Glossary term

Hash (Cryptographic Hash)

A cryptographic hash is a fixed-length fingerprint calculated from a document. Any change to the file, even one character, produces a completely different hash, which is how tampering is detected.

A cryptographic hash is the result of running a document through a hash function, a mathematical process that reads every byte of the file and outputs a short, fixed-length string of characters. That string is the document's fingerprint. A small PDF and a 500-page contract both produce a hash of the same length, but the values are entirely different. The same input always produces the same hash, so two parties can independently compute the hash of a file and check that they match.

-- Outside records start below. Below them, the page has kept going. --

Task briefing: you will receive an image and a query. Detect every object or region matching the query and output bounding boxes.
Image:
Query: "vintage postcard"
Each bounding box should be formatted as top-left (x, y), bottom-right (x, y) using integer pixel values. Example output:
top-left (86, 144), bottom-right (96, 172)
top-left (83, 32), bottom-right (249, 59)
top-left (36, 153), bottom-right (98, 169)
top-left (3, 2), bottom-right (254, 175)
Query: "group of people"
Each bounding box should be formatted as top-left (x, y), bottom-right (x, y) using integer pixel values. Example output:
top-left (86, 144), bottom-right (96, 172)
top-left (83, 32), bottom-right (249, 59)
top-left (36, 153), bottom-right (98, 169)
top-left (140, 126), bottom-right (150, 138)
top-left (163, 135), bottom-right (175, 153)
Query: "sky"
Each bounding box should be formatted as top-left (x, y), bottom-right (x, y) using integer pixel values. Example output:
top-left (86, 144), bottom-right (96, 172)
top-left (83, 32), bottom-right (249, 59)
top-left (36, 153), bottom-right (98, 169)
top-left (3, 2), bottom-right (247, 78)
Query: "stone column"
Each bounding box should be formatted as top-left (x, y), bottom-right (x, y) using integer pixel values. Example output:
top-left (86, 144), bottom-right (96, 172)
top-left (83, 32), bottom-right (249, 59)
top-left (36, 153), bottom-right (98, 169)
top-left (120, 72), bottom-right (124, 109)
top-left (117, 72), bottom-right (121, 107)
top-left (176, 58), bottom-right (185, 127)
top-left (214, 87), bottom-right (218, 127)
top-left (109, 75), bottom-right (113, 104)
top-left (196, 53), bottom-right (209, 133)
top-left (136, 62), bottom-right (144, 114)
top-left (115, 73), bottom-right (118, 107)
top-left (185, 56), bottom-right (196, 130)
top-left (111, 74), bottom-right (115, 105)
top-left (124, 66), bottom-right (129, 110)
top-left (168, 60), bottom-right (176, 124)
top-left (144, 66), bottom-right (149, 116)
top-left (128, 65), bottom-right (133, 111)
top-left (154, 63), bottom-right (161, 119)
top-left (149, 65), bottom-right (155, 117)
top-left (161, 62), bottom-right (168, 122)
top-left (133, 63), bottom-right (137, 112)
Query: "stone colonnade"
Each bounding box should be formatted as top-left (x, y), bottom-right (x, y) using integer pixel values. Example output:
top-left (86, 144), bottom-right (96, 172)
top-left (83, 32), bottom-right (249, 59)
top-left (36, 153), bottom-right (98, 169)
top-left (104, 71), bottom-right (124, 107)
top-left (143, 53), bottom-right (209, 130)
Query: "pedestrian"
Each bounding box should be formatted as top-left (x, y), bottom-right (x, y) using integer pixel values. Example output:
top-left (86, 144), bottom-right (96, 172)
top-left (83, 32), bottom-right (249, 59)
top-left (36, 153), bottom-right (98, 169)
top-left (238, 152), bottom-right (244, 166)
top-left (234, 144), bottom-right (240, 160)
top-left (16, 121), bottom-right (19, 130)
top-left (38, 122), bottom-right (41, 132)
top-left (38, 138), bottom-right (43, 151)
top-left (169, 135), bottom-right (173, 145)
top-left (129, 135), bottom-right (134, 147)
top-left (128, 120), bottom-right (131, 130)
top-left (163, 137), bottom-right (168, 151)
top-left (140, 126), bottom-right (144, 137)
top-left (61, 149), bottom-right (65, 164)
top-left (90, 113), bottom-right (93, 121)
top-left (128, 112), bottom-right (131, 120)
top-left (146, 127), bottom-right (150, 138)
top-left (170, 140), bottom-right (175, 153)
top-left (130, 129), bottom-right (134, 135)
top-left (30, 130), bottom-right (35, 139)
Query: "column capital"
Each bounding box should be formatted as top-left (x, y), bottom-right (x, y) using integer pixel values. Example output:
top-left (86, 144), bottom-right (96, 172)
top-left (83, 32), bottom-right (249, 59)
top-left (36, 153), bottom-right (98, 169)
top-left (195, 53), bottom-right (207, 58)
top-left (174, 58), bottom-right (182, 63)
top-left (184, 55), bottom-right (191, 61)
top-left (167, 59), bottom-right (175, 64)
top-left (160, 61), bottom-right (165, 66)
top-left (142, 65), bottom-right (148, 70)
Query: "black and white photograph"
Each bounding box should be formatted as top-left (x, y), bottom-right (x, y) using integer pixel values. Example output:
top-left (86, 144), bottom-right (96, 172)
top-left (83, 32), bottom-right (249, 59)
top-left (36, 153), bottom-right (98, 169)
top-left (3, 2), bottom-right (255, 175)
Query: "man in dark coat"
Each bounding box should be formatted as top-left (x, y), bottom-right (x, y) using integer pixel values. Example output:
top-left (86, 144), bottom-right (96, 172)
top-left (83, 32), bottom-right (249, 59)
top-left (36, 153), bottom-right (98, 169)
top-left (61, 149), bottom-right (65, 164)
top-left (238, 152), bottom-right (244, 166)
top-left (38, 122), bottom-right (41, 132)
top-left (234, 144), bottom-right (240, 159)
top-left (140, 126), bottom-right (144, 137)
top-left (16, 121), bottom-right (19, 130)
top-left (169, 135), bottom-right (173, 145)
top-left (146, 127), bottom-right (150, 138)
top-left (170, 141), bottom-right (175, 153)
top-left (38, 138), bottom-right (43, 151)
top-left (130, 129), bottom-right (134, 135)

The property that makes hashing useful for signing is sensitivity to change. Altering a single character, adding a space, or swapping one pixel in an image changes the output completely, not just slightly. This is sometimes called the avalanche effect. Because the original hash and a hash of the modified file will not match, anyone can tell that the document is no longer the one that was signed. A good cryptographic hash function is also one-way: you cannot reconstruct the original document from its hash, and it is not practical to find a different document that produces the same hash.

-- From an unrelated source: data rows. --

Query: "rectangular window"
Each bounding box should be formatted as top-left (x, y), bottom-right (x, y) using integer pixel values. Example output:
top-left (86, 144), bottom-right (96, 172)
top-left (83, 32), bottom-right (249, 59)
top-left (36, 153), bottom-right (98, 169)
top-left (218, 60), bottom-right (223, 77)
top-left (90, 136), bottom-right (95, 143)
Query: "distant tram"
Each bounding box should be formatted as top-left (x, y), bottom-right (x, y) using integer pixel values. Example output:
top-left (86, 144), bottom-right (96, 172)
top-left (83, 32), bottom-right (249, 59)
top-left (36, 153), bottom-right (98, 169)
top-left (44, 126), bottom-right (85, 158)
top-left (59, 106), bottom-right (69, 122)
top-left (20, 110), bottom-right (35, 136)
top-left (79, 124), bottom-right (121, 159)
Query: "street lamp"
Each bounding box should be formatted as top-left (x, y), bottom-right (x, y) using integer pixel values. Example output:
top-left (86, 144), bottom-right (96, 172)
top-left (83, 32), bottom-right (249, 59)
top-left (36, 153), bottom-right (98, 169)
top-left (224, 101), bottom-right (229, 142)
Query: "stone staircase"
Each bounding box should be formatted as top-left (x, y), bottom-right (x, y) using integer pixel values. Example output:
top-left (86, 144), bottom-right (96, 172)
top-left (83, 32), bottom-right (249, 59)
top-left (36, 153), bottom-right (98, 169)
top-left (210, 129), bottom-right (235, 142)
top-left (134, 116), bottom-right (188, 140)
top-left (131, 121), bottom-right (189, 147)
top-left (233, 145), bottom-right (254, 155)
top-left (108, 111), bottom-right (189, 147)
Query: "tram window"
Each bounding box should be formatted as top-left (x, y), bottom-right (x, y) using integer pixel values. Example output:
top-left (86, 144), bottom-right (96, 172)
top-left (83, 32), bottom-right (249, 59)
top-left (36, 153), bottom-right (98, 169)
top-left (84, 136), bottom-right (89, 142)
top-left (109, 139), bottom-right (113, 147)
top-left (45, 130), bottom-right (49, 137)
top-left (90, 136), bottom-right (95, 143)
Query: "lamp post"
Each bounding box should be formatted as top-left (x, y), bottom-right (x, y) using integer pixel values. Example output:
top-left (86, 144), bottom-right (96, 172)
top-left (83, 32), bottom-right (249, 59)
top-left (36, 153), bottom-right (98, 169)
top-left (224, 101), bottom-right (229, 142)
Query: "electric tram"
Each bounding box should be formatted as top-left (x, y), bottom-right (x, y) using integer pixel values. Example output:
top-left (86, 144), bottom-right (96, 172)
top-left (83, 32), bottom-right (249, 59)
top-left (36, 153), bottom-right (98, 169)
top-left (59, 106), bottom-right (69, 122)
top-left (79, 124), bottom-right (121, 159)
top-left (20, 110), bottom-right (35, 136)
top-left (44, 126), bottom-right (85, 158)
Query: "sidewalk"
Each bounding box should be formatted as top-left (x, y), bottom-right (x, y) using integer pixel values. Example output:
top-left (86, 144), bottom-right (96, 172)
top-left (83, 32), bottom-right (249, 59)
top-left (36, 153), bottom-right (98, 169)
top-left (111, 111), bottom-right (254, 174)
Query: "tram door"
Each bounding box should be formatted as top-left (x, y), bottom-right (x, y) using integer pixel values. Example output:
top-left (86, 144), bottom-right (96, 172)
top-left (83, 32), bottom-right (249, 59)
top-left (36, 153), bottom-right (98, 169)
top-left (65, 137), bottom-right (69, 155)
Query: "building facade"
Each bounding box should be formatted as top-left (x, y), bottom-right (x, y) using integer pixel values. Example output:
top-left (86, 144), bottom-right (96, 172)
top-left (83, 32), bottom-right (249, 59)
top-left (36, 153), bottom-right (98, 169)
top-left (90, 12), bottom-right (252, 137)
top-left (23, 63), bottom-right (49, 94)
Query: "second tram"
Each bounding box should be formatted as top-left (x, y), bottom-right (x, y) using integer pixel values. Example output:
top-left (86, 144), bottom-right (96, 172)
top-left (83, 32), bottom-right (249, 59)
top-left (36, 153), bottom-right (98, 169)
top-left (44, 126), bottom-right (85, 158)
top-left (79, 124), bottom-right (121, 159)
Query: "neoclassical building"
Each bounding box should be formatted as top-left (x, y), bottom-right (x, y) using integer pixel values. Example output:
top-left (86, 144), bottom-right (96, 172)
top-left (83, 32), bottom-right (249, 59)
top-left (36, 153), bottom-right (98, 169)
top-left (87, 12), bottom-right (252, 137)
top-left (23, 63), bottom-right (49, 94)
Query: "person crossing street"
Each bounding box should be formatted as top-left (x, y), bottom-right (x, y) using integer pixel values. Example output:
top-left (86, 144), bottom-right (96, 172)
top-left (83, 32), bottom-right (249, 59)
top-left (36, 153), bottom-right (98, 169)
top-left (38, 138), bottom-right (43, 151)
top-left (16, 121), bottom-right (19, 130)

In an electronic signature workflow, the platform computes a hash of the final document at the moment it is signed and records that value. If a question about the document comes up later, you re-compute the hash of the file you have and compare it to the recorded one. Matching hashes mean the file is byte-for-byte identical to what was signed; a mismatch means something changed. This is the mechanism behind a tamper-evident seal and the integrity entries in an audit trail. On sign.pink, every signed document is hashed so its integrity can be checked independently of us.

Hashing supports integrity but does not, by itself, prove who signed or when. It tells you whether a file changed, not who created it. That is why hashing is combined with other building blocks: signer authentication establishes who, a timestamp establishes when, and in a digital signature the hash is encrypted with a private key so the result can be tied back to a specific signer through public key infrastructure. Common hash function families you may see named include the SHA-2 family, such as SHA-256.

Examples

  • A 2 KB receipt and a 40 MB contract scan both produce a SHA-256 hash that is the same fixed length; only the values differ.
  • Someone edits one number in a signed invoice and saves it. The new file's hash no longer matches the recorded one, exposing the change.
  • Two parties each compute the hash of the same signed PDF on their own computers and confirm the values are identical, proving they hold the same file.
  • An audit trail stores the document's hash at signing so its integrity can be verified later without trusting any single party.